Identification of the Phosphorylated Residue in Phosphomannomutase 1-- Phosphoaspartyl and phosphoglutamyl residues are too labile to resist the procedure commonly used to identify phosphorylated residues, which involves digestion of the phosphorylated protein with trypsin, separation of the resulting peptides by HPLC, and sequencing of the phosphorylated peptide. We therefore used the method of Degani and Boyer (20), in which the carboxyl-phosphate group is reduced with tritiated borohydride to a hydroxymethyl group before further processing of the protein. Radioactivity screening allows the detection of fractions containing the modified peptide. Furthermore, the replacement of a carboxyl group by a hydroxymethyl group results in a 14-dalton decrease of the molecular mass that allows the localization of the modified residue by mass spectrometry (21).

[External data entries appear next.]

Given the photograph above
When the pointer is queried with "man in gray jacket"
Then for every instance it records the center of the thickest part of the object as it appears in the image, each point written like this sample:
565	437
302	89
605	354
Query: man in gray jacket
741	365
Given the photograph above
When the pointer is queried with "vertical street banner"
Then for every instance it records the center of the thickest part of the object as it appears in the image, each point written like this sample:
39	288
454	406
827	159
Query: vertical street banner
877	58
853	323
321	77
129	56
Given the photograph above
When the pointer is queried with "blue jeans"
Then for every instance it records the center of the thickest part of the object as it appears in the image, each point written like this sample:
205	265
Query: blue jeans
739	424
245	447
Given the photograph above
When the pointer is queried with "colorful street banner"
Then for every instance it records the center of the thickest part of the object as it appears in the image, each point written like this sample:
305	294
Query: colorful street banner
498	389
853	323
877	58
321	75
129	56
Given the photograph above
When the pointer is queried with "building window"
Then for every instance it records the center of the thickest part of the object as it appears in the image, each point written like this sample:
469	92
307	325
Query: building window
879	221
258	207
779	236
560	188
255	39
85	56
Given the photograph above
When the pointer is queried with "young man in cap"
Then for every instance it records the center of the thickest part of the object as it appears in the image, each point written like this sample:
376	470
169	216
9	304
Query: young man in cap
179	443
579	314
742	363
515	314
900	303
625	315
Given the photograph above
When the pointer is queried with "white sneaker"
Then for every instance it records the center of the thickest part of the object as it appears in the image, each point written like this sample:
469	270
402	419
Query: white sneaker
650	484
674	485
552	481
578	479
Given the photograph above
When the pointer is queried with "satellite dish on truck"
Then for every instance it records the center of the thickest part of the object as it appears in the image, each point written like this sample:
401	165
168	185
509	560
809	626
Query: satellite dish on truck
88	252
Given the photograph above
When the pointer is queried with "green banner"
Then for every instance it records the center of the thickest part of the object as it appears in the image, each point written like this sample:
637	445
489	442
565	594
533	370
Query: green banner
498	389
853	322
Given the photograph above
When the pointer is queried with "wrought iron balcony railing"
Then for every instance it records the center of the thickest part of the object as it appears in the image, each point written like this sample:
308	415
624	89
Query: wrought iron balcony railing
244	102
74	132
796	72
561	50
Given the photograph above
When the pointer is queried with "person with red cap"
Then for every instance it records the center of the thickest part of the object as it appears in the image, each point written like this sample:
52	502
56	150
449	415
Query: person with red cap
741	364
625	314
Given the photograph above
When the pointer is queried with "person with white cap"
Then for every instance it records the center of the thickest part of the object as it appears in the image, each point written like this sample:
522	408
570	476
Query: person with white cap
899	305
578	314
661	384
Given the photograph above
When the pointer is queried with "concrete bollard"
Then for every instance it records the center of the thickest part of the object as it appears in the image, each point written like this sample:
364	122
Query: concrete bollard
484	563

Human PMM1, incubated with (phosphorylated) or without (control) mannose 1,6-bisphosphate, was reduced by [3H]NaBH4 and submitted to digestion with trypsin. The peptides were separated by HPLC. As shown in Fig. 1, two peaks of radioactivity were found both with the control (C) and the phosphorylated (P) enzymes. The first one was significantly broader in the case of the column loaded with the phosphorylated reduced enzyme, due to the presence of much more radioactivity in fractions P-20 and P-21 than in the corresponding fractions (C-20 and C-21) of the control column. When analyzed by electrospray mass spectrometry, fraction P-21 was found to contain two peptides that differed by 14 amu and appeared in positive mode as [M+H]+ ions of m/z 1044.2 and 1030.2 in a 3:1 ratio (approximate) and in negative mode as ions of m/z 1042.3 and 1028.4 (not shown). Only the heavier of the two peptides was found in the corresponding fraction of the control column (C-21).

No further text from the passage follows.